左手に目をやれば、ラウンジプール(ジェットバス)
もちろんプールサイドなのだが、必ずしも泳ぐことを目的に来なくても良い気がする。もちろん場所柄飲食物の提供は叶わないが、ラウンジという表現がしっくりくる。ような。
施設としての広さも素晴らしいが、麻布台というこの場所に、これだけのものを仕上げた事実がすごい。さすが森ビルプロジェクト。確かキャップは貸してくれた気がするが、ゴーグルは無かった。
プールは別に・・・という方、サウナはいかがでしょうか。
水風呂もあり〼。ただし整いチェアは無いので、結局プールエリアに行くのが正解?
ジャグジー。
更衣室で金持ちそうなおじさんが「東京は何でも安く感じるな~ニューヨークなんて~~」と話すのを聞いて、より非日常を楽しむことができた。フィットネスジムの会員だろうか。
夜は予約していた中華料理「虎景軒(フージン)」へ。ジャヌ東京のレセプションと同じく3階にあるレストランは、東京タワーを間近に眺めながらのお祝いやビジネスディナーにもぴったりな雰囲気。実際、宿泊客より圧倒的にビジターが多いと感じた。
ロビーから見える東京タワーは格別。
部屋に戻るとターンダウンがされている。ターンダウンは食事の時間に合わせてお願いしておいた。そのタイミングでリクエストしておいたスキンケアキットは、オサジでした。OSAJI。
パジャマはリネン。肌触りがよく、今の季節にピッタリだった。ターンダウンギフトにお箸。
ジャヌパティスリーのスペシャリテ、タルニーという名前のケーキ。バラを模したケーキの中はベリー中心で酸味がしっかりとしていて、夜にあっさり食べられた。外側のチョコレートコーティングの食感がパリパリして美味しかった。
おやすみなさい。
朝食会場はジャヌグリル。ビジター利用が出来るのかは不明だが、食事をしているのはほぼゲストに見受けられた。10組以上のゲストが居た気がするが、おそらく日本人は我々だけだった。テーブルについてくれたスタッフは日本人だったが、その方を除くと、スタッフもほぼ外国籍(な見た目)。タイミングによっては日本語が通じないと思われる。アジア系のスタッフはみんなニコニコしていて愛らしい。
そんな外国に来た気分で頼んだのは和食。アマン東京にしろ、アマネムにしろ、京都にしろ、アマンは和食が美味しい(と思っている)。
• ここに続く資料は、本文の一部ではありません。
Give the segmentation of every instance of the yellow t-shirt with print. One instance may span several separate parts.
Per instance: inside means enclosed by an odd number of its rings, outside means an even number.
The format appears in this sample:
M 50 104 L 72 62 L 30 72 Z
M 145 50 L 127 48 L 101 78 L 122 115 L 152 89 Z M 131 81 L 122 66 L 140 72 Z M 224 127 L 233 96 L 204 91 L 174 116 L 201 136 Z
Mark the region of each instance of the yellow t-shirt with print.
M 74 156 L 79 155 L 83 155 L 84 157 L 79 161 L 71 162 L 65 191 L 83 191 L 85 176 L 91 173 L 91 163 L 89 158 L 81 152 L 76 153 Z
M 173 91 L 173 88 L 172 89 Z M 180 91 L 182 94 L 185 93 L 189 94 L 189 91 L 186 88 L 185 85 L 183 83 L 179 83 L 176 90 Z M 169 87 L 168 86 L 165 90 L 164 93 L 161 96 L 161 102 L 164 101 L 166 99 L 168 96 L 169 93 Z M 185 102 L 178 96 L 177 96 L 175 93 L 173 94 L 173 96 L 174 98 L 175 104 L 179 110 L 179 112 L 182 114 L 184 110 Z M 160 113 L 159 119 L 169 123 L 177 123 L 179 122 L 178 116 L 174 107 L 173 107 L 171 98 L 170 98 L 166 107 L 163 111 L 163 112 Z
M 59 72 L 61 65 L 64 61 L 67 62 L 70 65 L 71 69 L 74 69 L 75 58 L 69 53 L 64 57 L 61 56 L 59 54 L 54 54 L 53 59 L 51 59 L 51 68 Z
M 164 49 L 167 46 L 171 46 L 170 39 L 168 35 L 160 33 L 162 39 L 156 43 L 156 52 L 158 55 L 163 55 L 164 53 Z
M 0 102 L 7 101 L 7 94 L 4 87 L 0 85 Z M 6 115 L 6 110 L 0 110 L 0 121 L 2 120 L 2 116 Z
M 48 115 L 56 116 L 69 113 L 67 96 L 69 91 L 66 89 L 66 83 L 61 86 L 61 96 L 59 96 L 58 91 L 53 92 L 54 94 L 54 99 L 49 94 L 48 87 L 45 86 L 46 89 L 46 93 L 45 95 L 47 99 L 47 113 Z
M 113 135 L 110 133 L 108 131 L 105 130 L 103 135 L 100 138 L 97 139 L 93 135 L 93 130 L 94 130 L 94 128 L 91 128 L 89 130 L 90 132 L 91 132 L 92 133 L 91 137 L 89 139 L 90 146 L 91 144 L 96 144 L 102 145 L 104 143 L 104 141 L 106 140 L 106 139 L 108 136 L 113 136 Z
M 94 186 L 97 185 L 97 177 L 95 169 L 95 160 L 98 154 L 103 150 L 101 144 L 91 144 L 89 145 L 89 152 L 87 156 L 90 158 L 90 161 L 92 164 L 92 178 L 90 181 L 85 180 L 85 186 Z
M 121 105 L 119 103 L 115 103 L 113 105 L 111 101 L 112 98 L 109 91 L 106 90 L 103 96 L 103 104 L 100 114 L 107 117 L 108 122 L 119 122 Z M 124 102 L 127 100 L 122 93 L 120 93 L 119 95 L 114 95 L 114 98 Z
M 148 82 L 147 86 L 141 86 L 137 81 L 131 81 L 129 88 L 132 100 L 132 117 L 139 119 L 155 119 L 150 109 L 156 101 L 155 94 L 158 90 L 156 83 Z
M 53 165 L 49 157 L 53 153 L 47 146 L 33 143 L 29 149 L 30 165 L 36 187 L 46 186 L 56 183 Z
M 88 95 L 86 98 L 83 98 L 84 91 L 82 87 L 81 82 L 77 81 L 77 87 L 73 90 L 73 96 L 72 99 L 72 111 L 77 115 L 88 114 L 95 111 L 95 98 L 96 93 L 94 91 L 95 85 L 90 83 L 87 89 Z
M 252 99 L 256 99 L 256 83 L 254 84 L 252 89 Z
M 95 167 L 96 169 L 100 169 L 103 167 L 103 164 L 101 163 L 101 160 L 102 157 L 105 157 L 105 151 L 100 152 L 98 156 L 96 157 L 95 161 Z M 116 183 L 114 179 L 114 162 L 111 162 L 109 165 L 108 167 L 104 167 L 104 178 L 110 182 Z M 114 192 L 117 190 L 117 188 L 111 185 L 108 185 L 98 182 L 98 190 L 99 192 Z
正確にはアマンではなく、アマン系列だが、期待を裏切らないものだった。
フードプレゼンテーションの美しさはアマンのエッセンスを感じるし、味もとても美味しく感じた。もちろん洋食も素晴らしいのだろう。
朝食後はお腹を馴らし、ゆっくりとチェックアウト。部屋の玄関口にあったクラフトが、とても素敵だった。
チェックイン時とは打って変わって静かな空間でチェックアウト、職場へ向かった。
開業して3か月足らずJANU東京。ラグジュアリーホテルであることは間違いないが、アマン東京と比べると多少さっぱりとして軽い印象を持った。それが良いか悪いかは好みだと思う。中華料理のフージンはとてもエネルギッシュで美味しい体験だったし、部屋の作りも使いやすい。ウェルネスセンターは都内トップレベルでまた体験したい。全てが満点ではないかもしれないが、とても面白い滞在となった。
個人的なオススメはシティビューorスイートの部屋(出来れば東京タワービュー)を予約すること。スイートと言うととんでもない金額な気がしてしまうが、アマン東京よりもリーズナブルに泊まれると思うと、選択肢に入ってくる方も多いのではないだろうか。